The main purpose of bankruptcy is to give an honest debtor a fresh start in life by relieving them of their debts, subject to certain terms and conditions. Two main parties are involved in bankruptcy filings the debtor and the creditor. The debtor is the party who has debt, or owes money, to the creditor. A debtor can be a company or an individual.
The creditor is an organisation or company that claims the debtor owes property, service, or money. Most bankruptcy cases involve several creditors. But also if a debtor becomes insolvent, they too might consider filing for bankruptcy as a debt solution.
Filing for bankruptcy may not be such a bad thing for an individual to do after all. As a result of high inflation, more and more people are finding themselves with insurmountable debt. If you’re deeply in debt, filing for bankruptcy could allow you to rebuild your financial life. However, this is something to consider only after you’ve exhausted all other options.

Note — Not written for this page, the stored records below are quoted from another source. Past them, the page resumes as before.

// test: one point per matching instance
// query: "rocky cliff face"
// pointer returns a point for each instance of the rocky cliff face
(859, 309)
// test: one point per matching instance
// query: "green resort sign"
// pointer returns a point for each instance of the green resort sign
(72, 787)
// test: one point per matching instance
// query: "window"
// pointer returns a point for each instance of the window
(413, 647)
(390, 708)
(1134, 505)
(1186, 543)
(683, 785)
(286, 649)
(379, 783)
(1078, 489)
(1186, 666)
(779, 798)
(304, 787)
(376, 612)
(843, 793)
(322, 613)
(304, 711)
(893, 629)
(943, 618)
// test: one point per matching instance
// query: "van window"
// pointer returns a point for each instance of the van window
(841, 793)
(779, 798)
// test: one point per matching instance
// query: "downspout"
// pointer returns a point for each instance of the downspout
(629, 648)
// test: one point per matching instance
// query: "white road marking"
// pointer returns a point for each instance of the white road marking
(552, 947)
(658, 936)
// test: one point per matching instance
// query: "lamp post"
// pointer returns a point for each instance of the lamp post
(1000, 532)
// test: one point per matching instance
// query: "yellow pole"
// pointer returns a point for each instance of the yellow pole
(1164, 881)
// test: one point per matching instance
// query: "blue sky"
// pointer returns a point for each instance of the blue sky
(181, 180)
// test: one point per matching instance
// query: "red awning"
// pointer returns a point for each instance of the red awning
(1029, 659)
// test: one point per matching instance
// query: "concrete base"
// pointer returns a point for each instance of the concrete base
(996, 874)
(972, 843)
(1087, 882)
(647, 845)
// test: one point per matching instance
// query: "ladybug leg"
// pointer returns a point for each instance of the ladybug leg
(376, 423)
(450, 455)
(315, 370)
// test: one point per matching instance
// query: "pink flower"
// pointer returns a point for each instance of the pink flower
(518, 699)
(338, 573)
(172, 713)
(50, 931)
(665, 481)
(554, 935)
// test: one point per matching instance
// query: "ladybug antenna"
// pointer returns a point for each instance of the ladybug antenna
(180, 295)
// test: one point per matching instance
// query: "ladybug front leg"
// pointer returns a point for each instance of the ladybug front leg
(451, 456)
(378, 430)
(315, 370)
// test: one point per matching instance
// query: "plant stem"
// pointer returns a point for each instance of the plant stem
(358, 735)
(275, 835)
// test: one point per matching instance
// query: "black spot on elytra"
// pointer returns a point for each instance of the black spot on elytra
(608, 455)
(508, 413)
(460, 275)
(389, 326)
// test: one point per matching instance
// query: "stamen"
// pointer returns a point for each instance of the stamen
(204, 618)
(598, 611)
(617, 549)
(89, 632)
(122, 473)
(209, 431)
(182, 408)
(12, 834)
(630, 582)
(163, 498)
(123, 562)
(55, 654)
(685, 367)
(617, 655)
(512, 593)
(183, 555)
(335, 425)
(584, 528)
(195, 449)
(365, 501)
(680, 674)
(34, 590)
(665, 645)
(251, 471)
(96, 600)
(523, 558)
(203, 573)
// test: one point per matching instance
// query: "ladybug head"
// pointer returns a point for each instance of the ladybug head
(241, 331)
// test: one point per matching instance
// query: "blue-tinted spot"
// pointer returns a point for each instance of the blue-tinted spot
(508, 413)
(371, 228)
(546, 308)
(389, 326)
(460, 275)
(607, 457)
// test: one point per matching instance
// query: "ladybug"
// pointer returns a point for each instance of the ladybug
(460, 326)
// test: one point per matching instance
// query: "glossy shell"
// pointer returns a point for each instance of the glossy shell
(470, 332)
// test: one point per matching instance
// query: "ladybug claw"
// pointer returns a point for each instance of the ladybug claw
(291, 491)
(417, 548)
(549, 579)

Debtors can have two different types of debt secured and unsecured. With secured debts, creditors have the legal right to something of the borrower if the borrower fails to make the proper payments. Secured creditors are always paid first in a bankruptcy settlement.
Your mortgage, for example, is a secured debt. By loaning you the money to pay for your house, the bank gets a lien on it. If you stop making mortgage payments, the bank can foreclose and take possession of your house.
A creditor will usually keep instituting legal proceedings against the borrower until the debt has been settled in full. This includes the interest on the capital amount, legal fees, collection commissions and disbursements. The legal fees are usually charged on attorney client scale, which could easily result in exuberant legal fees being charged.